Russian Foreign Minister Sergei Lavrov was due to meet Wednesday with Arab League Secretary-General Nabil El-Arabi and the foreign ministers of Egypt, Iraq, Kuwait and Lebanon.
Syrian Foreign Minister Walid Al-Muallem will travel to Moscow on February 25, in the first such high-level meeting since opposition leader Moaz al-Khatib reached out to Syrian President Bashar Assad’s allies Russia and Iran by holding talks with foreign ministers of both countries in Munich this month.
Assad has been fighting an insurgency that has left almost 70,000 people dead, according to the United Nations. The mainly Sunni Syrian opposition, which had refused to negotiate with Assad’s Alawite-led government, is now considering dialogue with the rebels and indicated last week that it’s ready to meet with al-Khatib, who has called for talks to end the violence.

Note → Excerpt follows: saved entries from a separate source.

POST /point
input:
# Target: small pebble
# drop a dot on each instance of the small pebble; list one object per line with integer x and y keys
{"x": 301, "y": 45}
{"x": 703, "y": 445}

Russia has “cautious optimism” about the possibility of Syrian peace talks, Deputy Foreign Minister Gennady Gatilov said yesterday.
“We hope the opposition and the government will find a way to sit down at the negotiating table,” Gatilov told reporters in Moscow. “A consolidated position of outside powers” is among the conditions needed for that to happen.
Al-Khatib, head of the main bloc of Syrian opposition groups, is due to hold talks in the Russian capital soon to discuss a solution to the Syrian crisis. A precise date for his visit hasn’t yet been fixed, Gatilov said.